特別な育てられ方をされているようだが未解明

種類によっても違うけれど、多くのアリの巣の中には1頭の女王アリとたくさんの働きアリがいて、女王だけが卵を産んで、働きアリを増やすことができる。この女王アリと働きアリはみんなメスなんだ。
アリやハチの仲間は他の昆虫と違って、交尾した後、数年にわたってオスの精子を体の中に取っておくことができる。この精子と受精させた卵からはメスのアリが生まれてくる。受精しなかった卵はオスになる。
アリは1年の中で特定の時期にだけ、女王となるアリと、王となるオスのアリの卵を産む。この卵から育った成虫が羽アリとなって巣から飛び立ち(写真)、交尾を終えた新女王が次の世代の巣をつくるんだ。
このようにオスとメスは受精したかどうかで産み分けられているけれど、女王アリと働きアリはどちらも受精卵から生まれたメスという点で同じ。

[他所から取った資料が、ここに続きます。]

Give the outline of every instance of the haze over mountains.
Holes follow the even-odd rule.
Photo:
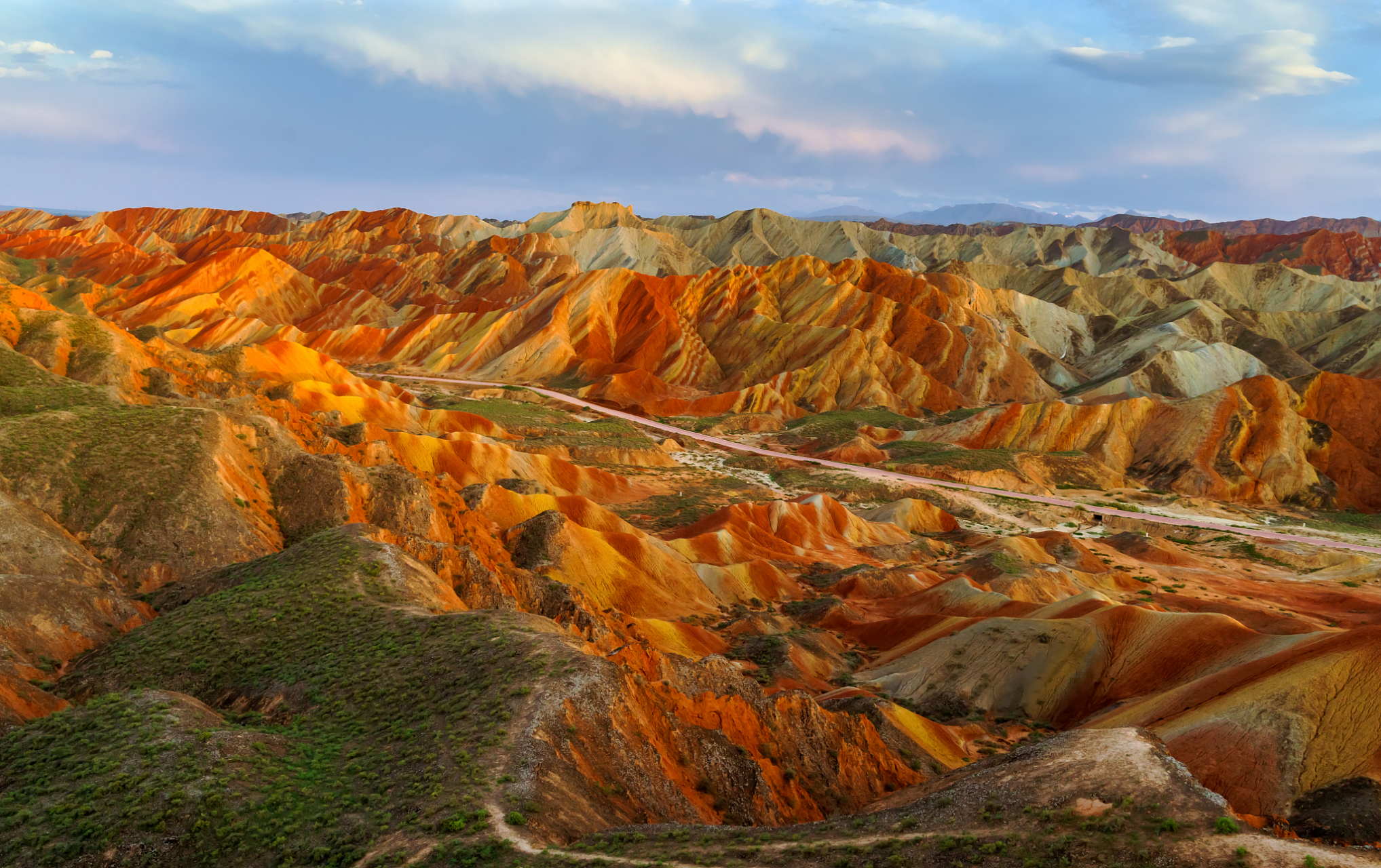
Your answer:
[[[3,213],[0,853],[1362,864],[1349,226]]]

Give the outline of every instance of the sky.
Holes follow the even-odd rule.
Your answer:
[[[1377,0],[4,0],[0,203],[1381,218]]]

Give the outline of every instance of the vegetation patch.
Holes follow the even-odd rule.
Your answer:
[[[858,429],[863,425],[898,431],[918,431],[927,426],[921,420],[892,413],[885,407],[829,410],[787,422],[786,433],[779,435],[778,440],[787,446],[804,446],[813,442],[819,447],[830,448],[856,437]]]
[[[394,832],[441,840],[434,864],[505,854],[471,840],[476,796],[544,661],[489,614],[391,606],[380,548],[326,531],[226,567],[83,660],[58,691],[94,700],[0,740],[0,861],[145,864],[175,840],[177,864],[351,865]],[[180,726],[145,689],[250,711]]]

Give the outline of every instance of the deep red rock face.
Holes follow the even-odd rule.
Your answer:
[[[1311,229],[1294,235],[1236,235],[1210,229],[1161,233],[1161,247],[1195,265],[1280,262],[1316,268],[1348,280],[1381,277],[1381,237],[1360,232]]]

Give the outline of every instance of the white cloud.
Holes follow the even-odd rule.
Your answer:
[[[133,144],[168,153],[173,148],[149,132],[128,106],[0,102],[0,135],[76,142]]]
[[[760,69],[784,69],[790,58],[771,39],[758,39],[739,50],[739,59]]]
[[[761,186],[779,190],[789,189],[807,189],[807,190],[830,190],[834,189],[834,181],[829,178],[807,178],[807,177],[790,177],[790,178],[758,178],[747,172],[728,172],[724,175],[726,184],[737,184],[742,186]]]
[[[1315,62],[1311,50],[1316,41],[1313,34],[1300,30],[1268,30],[1224,43],[1160,46],[1135,52],[1079,46],[1056,52],[1056,59],[1113,81],[1208,87],[1251,98],[1317,94],[1353,81],[1348,73]]]
[[[772,116],[750,110],[735,117],[733,127],[749,138],[757,138],[764,132],[780,135],[805,153],[849,152],[881,156],[895,150],[917,161],[934,160],[940,155],[940,148],[916,135],[827,117]]]
[[[1326,4],[1316,0],[1160,0],[1159,6],[1186,23],[1219,34],[1319,32],[1327,23]]]
[[[855,95],[830,98],[820,86],[859,73],[816,65],[807,73],[812,83],[805,84],[794,72],[793,57],[816,37],[802,36],[793,22],[753,6],[453,0],[446,7],[414,6],[414,15],[399,11],[380,17],[349,6],[305,14],[296,6],[262,0],[178,4],[215,17],[215,23],[247,41],[307,51],[340,69],[363,69],[380,79],[514,94],[568,90],[635,109],[724,117],[749,138],[776,135],[809,155],[894,153],[931,160],[939,153],[923,135],[889,127],[880,113],[865,109],[862,120],[849,120],[860,115]],[[885,19],[929,30],[938,41],[994,40],[986,26],[953,15],[856,0],[837,7],[829,11],[848,22],[866,19],[877,26]],[[400,4],[400,10],[407,8]],[[725,33],[744,36],[725,39]],[[911,48],[907,57],[914,54]]]
[[[46,54],[72,54],[70,51],[58,48],[52,43],[40,43],[36,40],[25,43],[0,43],[0,51],[4,51],[6,54],[35,54],[40,57]]]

ではなぜ、特定の卵だけが女王アリになるのだろうか。ミツバチの場合、ロイヤルゼリーのような特別なエサを与えることで女王バチに成長する。アリの場合も、卵からかえった幼虫に豊富なエサが与えられるなど、いろいろな条件が重なることで、新女王になると考えられている。しかし、実はまだ詳しいことがよくわかっていないんだ。
(農業生物資源研究所 神村 学)

巣の外に飛び立ったクロオオアリの新女王。